Hello. This is just a pitch, no implementation. SE-0253: Callable values of user-defined nominal types called out the implicit conversion of callable values to functions in its future directions.

A value cannot be implicitly converted to a function when the destination function type matches the type of the  callAsFunction  method. Since  callAsFunction  methods are normal methods, you can refer to them directly via  .callAsFunction  and get a function.

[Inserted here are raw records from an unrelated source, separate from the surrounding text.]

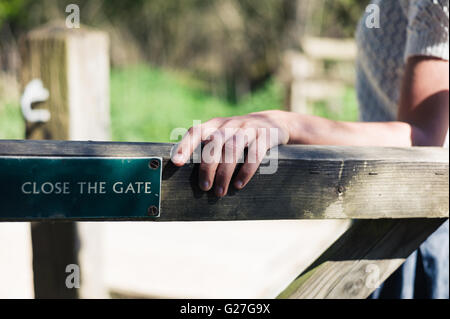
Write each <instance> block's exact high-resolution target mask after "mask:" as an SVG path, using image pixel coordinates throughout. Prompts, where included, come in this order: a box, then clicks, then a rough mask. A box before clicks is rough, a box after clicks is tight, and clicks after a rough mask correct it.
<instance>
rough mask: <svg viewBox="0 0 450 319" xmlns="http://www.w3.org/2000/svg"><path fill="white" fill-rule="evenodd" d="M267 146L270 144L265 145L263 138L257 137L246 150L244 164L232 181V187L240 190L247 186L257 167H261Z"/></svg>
mask: <svg viewBox="0 0 450 319" xmlns="http://www.w3.org/2000/svg"><path fill="white" fill-rule="evenodd" d="M269 145H270V144H268V143H267V141H266V139H265V138H263V137H261V136H259V135H258V137H257V138H256V140H255V141H254V142H253V143H252V144H251V145H250V146H249V148H248V154H247V158H246V159H245V163H244V164H243V165H242V167H241V169H240V170H239V173H238V174H237V176H236V178H235V179H234V187H236V188H237V189H242V188H244V187H245V186H246V185H247V184H248V182H249V181H250V179H251V178H252V177H253V176H254V175H255V173H256V171H257V170H258V167H259V166H260V165H261V162H262V160H263V159H264V157H265V155H266V153H267V150H268V149H269V148H270V146H269Z"/></svg>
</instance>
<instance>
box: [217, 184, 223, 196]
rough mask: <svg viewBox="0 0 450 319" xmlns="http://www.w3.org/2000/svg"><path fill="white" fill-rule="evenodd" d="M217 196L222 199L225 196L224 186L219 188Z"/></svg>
mask: <svg viewBox="0 0 450 319" xmlns="http://www.w3.org/2000/svg"><path fill="white" fill-rule="evenodd" d="M216 194H217V196H220V197H222V196H223V195H224V194H223V187H222V186H219V187H217V189H216Z"/></svg>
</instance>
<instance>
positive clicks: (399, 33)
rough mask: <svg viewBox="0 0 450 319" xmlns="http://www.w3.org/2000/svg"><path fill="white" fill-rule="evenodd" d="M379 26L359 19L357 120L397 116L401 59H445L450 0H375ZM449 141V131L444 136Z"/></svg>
mask: <svg viewBox="0 0 450 319" xmlns="http://www.w3.org/2000/svg"><path fill="white" fill-rule="evenodd" d="M372 4H375V5H377V6H378V8H379V14H380V19H379V28H369V27H368V26H367V25H366V21H367V19H370V18H371V15H372V14H373V12H371V11H369V12H367V13H366V14H365V15H364V16H363V18H362V19H361V21H360V23H359V26H358V31H357V33H356V40H357V44H358V59H357V79H356V89H357V95H358V100H359V105H360V118H361V120H362V121H369V122H370V121H372V122H374V121H394V120H395V119H396V118H397V111H398V104H399V98H400V87H401V82H402V77H403V72H404V68H405V62H406V61H407V59H408V58H409V57H411V56H417V55H420V56H432V57H437V58H441V59H444V60H448V59H449V30H448V27H449V0H374V1H372ZM446 144H447V145H448V134H447V142H446Z"/></svg>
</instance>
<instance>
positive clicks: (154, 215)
mask: <svg viewBox="0 0 450 319" xmlns="http://www.w3.org/2000/svg"><path fill="white" fill-rule="evenodd" d="M147 214H148V216H150V217H157V216H158V214H159V209H158V207H156V206H153V205H152V206H150V207H149V208H148V210H147Z"/></svg>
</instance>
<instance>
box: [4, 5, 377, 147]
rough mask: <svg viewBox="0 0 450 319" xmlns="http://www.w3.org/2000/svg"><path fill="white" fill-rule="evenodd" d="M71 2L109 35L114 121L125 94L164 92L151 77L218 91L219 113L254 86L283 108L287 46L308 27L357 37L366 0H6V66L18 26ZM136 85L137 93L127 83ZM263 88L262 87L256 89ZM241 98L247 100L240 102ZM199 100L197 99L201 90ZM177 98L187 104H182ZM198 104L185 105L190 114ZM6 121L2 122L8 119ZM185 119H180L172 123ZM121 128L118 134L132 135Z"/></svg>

Implicit conversions impact the entire type system and require runtime support to work with dynamic casts; thus, further exploration is necessary for a formal proposal. This base proposal is self-contained; incremental proposals involving conversion can come later.

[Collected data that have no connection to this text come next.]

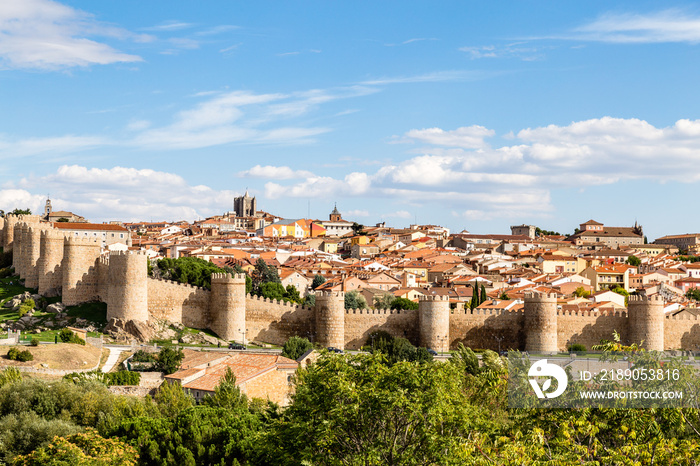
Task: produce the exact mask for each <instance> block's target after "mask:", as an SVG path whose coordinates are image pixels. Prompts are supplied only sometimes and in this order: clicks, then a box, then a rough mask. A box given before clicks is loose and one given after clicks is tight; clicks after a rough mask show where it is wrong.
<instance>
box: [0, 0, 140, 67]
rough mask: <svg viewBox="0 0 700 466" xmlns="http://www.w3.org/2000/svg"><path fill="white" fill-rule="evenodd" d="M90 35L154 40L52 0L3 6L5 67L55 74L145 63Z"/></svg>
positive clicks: (1, 34) (0, 33)
mask: <svg viewBox="0 0 700 466" xmlns="http://www.w3.org/2000/svg"><path fill="white" fill-rule="evenodd" d="M89 36H102V37H114V38H117V39H125V38H129V39H132V40H135V41H140V42H144V41H148V40H150V38H149V37H147V36H138V35H136V34H132V33H129V32H128V31H125V30H123V29H119V28H115V27H112V26H107V25H103V24H101V23H99V22H98V21H96V20H95V19H94V18H93V17H92V15H90V14H88V13H85V12H83V11H80V10H76V9H73V8H71V7H68V6H65V5H62V4H60V3H57V2H54V1H51V0H22V1H5V2H0V67H4V68H34V69H45V70H52V69H61V68H69V67H74V66H89V65H94V64H100V65H106V64H110V63H118V62H137V61H141V60H142V59H141V57H139V56H136V55H130V54H127V53H123V52H120V51H118V50H116V49H114V48H112V47H110V46H109V45H107V44H104V43H101V42H97V41H94V40H91V39H88V37H89Z"/></svg>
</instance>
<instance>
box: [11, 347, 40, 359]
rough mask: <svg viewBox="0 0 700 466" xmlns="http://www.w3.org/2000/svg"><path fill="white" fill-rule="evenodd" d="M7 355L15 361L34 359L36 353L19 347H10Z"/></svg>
mask: <svg viewBox="0 0 700 466" xmlns="http://www.w3.org/2000/svg"><path fill="white" fill-rule="evenodd" d="M7 357H8V358H9V359H11V360H13V361H21V362H27V361H33V360H34V355H33V354H32V353H31V352H30V351H29V350H24V351H20V350H19V349H17V348H10V350H9V351H8V352H7Z"/></svg>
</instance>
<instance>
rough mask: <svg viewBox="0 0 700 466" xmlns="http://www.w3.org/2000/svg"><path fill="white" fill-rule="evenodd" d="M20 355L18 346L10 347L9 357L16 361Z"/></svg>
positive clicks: (7, 356)
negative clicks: (17, 358)
mask: <svg viewBox="0 0 700 466" xmlns="http://www.w3.org/2000/svg"><path fill="white" fill-rule="evenodd" d="M18 355H19V350H18V349H17V348H10V350H9V351H8V352H7V359H11V360H12V361H16V360H17V356H18Z"/></svg>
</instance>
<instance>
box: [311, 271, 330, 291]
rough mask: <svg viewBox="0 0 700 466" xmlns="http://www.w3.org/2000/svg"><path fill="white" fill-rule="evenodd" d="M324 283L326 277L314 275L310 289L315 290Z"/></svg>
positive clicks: (323, 276)
mask: <svg viewBox="0 0 700 466" xmlns="http://www.w3.org/2000/svg"><path fill="white" fill-rule="evenodd" d="M324 283H326V277H324V276H323V275H320V274H316V275H314V280H313V281H312V282H311V288H312V289H314V290H315V289H316V288H318V287H319V286H321V285H323V284H324Z"/></svg>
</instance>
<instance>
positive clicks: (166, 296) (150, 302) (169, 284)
mask: <svg viewBox="0 0 700 466" xmlns="http://www.w3.org/2000/svg"><path fill="white" fill-rule="evenodd" d="M147 282H148V311H149V313H150V315H152V316H153V317H155V318H156V319H165V320H169V321H171V322H182V323H183V324H184V325H186V326H187V327H194V328H207V326H208V323H209V322H208V321H209V295H210V293H211V292H210V291H209V290H207V289H206V288H200V287H197V286H191V285H185V284H182V283H178V282H174V281H169V280H162V279H156V278H148V280H147Z"/></svg>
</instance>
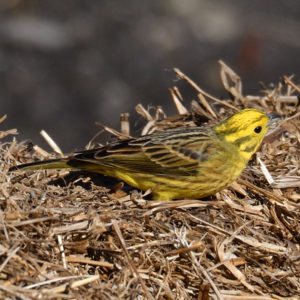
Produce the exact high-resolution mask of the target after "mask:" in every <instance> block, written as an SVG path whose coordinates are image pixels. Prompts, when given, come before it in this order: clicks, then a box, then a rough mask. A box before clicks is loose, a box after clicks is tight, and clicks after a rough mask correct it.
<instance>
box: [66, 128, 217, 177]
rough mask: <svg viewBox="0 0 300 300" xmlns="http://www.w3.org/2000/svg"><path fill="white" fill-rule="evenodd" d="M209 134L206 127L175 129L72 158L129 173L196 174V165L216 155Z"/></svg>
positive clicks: (173, 175) (82, 151)
mask: <svg viewBox="0 0 300 300" xmlns="http://www.w3.org/2000/svg"><path fill="white" fill-rule="evenodd" d="M211 134H212V131H211V130H210V128H208V129H207V128H206V129H205V130H204V128H203V127H193V128H191V127H189V128H177V129H172V130H168V131H165V132H156V133H154V134H151V135H148V136H144V137H140V138H137V139H129V140H125V141H119V142H116V143H113V144H110V145H108V146H105V147H102V148H98V149H92V150H87V151H82V152H78V153H76V154H75V155H74V156H73V157H72V159H73V160H76V161H85V162H89V163H92V164H98V165H102V166H108V167H112V168H116V169H119V170H120V169H123V170H126V171H129V172H138V173H152V174H157V175H160V174H163V175H164V176H168V175H170V176H171V175H172V176H188V175H197V174H198V172H199V163H200V162H203V161H205V160H206V159H207V158H208V157H209V156H211V155H214V153H217V152H218V148H219V146H218V143H215V144H214V143H213V142H212V141H213V139H211Z"/></svg>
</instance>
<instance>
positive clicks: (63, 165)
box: [8, 158, 71, 172]
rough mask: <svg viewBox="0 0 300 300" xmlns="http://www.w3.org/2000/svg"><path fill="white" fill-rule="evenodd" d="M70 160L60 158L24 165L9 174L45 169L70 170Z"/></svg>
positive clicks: (12, 169) (14, 168)
mask: <svg viewBox="0 0 300 300" xmlns="http://www.w3.org/2000/svg"><path fill="white" fill-rule="evenodd" d="M67 162H68V159H66V158H58V159H49V160H43V161H37V162H32V163H28V164H22V165H18V166H14V167H11V168H9V170H8V172H13V171H18V170H22V171H29V170H44V169H65V168H70V167H71V166H70V165H68V164H67Z"/></svg>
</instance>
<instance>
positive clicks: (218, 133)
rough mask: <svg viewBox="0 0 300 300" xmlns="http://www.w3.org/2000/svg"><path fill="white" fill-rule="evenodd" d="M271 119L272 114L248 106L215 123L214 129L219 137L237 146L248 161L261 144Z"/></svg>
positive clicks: (230, 143) (242, 154)
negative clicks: (260, 144) (217, 122)
mask: <svg viewBox="0 0 300 300" xmlns="http://www.w3.org/2000/svg"><path fill="white" fill-rule="evenodd" d="M271 119H272V115H267V114H265V113H264V112H262V111H260V110H257V109H254V108H247V109H244V110H241V111H239V112H237V113H236V114H234V115H232V116H231V117H229V118H227V119H226V120H224V121H222V122H220V123H219V124H217V125H215V126H214V130H215V132H216V134H217V136H218V137H219V138H221V139H224V140H225V141H226V142H228V143H230V144H231V145H233V146H235V147H237V148H238V151H239V153H240V155H241V156H242V157H243V158H244V159H245V161H248V160H249V159H250V158H251V156H252V154H253V153H255V151H256V150H257V148H258V147H259V145H260V144H261V142H262V140H263V138H264V136H265V134H266V133H267V131H268V126H269V125H270V120H271Z"/></svg>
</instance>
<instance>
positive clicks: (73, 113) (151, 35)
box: [0, 0, 300, 152]
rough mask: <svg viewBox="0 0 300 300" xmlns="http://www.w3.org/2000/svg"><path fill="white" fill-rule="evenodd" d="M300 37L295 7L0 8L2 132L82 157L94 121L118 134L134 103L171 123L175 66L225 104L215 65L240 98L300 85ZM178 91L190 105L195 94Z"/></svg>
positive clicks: (81, 7)
mask: <svg viewBox="0 0 300 300" xmlns="http://www.w3.org/2000/svg"><path fill="white" fill-rule="evenodd" d="M299 37H300V2H299V0H282V1H271V0H269V1H268V0H265V1H261V0H251V1H250V0H247V1H234V0H225V1H217V0H205V1H200V0H161V1H155V0H151V1H142V0H132V1H130V0H128V1H114V0H107V1H105V0H90V1H71V0H63V1H62V0H43V1H37V0H26V1H25V0H23V1H22V0H0V108H1V111H0V114H1V116H2V115H4V114H8V120H6V121H5V122H4V123H2V124H1V128H0V130H5V129H8V128H12V127H14V128H17V129H18V130H19V132H20V133H21V135H20V136H19V137H18V139H19V140H24V139H31V140H32V141H33V142H34V143H38V144H39V145H41V146H43V147H46V149H47V150H49V148H47V146H45V144H44V142H43V140H42V138H41V137H40V136H39V131H40V130H41V129H45V130H46V131H47V132H48V133H49V134H50V135H51V136H52V137H53V138H54V140H55V141H56V142H57V143H58V145H59V146H61V147H62V149H63V151H64V152H70V151H72V150H75V149H77V150H78V149H81V148H83V147H84V146H85V145H86V144H87V143H88V141H89V140H90V139H91V138H92V136H93V135H94V134H95V133H96V132H97V131H98V130H99V127H96V126H95V125H94V122H95V121H100V122H102V123H105V124H107V125H109V126H112V127H115V128H116V129H118V127H119V115H120V113H123V112H130V115H131V117H130V118H131V120H133V122H131V124H134V123H135V122H134V120H136V119H137V114H136V113H135V112H134V106H135V105H136V104H138V103H142V104H143V105H144V106H145V107H147V106H148V105H162V106H163V108H164V109H165V111H167V112H168V113H169V114H174V113H175V109H174V108H173V104H172V101H171V97H170V94H169V92H168V88H169V87H172V86H173V85H175V84H176V85H177V84H179V85H182V83H181V82H179V83H178V82H175V79H176V78H175V76H174V74H173V72H172V68H173V67H178V68H180V69H181V70H182V71H183V72H184V73H186V74H187V75H189V76H190V77H192V78H193V80H195V81H196V82H197V83H198V84H199V85H200V86H201V87H202V88H203V89H205V90H206V91H208V92H210V93H212V94H213V95H215V96H217V97H222V95H226V94H225V91H224V90H223V88H222V86H221V84H220V79H219V65H218V63H217V61H218V60H219V59H223V60H224V61H225V62H226V63H227V64H229V65H230V66H231V67H232V68H233V69H234V70H235V71H236V72H237V73H238V74H239V75H241V77H242V80H243V85H244V93H245V94H247V93H252V94H258V93H259V92H260V89H261V88H260V86H259V84H258V82H260V81H262V82H264V83H265V84H266V85H267V86H268V85H269V84H270V83H272V82H274V83H276V82H278V80H280V78H281V76H283V75H291V74H295V75H296V79H295V80H296V82H297V83H299V75H300V74H299V68H300V60H299V49H300V38H299ZM181 92H182V93H183V95H184V98H185V100H186V102H187V106H189V105H188V103H189V101H190V100H191V99H192V97H194V95H192V94H191V91H190V90H189V89H188V88H187V87H186V86H185V85H183V88H182V89H181ZM141 126H142V123H141V122H140V123H138V124H137V126H136V128H137V130H138V129H139V128H140V127H141Z"/></svg>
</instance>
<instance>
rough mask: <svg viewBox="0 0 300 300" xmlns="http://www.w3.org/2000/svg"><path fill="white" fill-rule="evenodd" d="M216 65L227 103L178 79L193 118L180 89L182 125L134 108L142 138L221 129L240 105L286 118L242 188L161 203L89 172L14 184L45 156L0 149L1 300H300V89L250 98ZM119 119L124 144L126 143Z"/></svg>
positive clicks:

As an interested party I'd like to kick off that "further exploration."

Example Motivation

There is frequently good reason to wrap a basic function type into a value type. It can then be given static properties/methods, instance methods, etc. I have illustrated this with a simple example of a Predicate<T> type to wrap functions of (T) -> Bool.

struct Predicate<T> {
    let test: (T) -> Bool
}

extension Predicate {
    func and(_ other: Predicate<T>) -> Predicate<T> {
        return Predicate { val in
            return self.test(val) && other.test(val)
        }
    }
}

let isEven = Predicate { $0 % 2 == 0 }
let isGreaterThanFive = Predicate { $0 > 5 }
let isEvenAndGreaterThanFive = isEven.and(isGreaterThanFive)

Implicit conversion would allow greater interoperability of such types with other libraries. Specifically, that if a function argument expects a shape, e.g. (T) -> Bool, a callable value with the shape (T) -> Bool should be passable. In that case we make the following change:

struct Predicate<T> {
    let test: (T) -> Bool

    func callAsFunction(_ t: T) -> Bool {
        return test(t)
    }
}
// accepts Predicate<T> without extending Array, because callAsFunction can
// implicitly cast to `(T) -> Bool`
myArray.filter(where: isEvenAndGreaterThanFive) 

The ability for all callable values to be converted to functions allows them all to interact seamlessly. In fact, the and function above would likely be re-written to same a simple (T) -> Bool so it could accept either a predicate-shaped lambda or a Predicate.

Prior art

Java's @FunctionalInterface annotation provides an example of the power of this in another language. Lambdas and classes using the @FunctionalInterface can interact seamlessly and be integrated with other libraries that know nothing about local functional interfaces.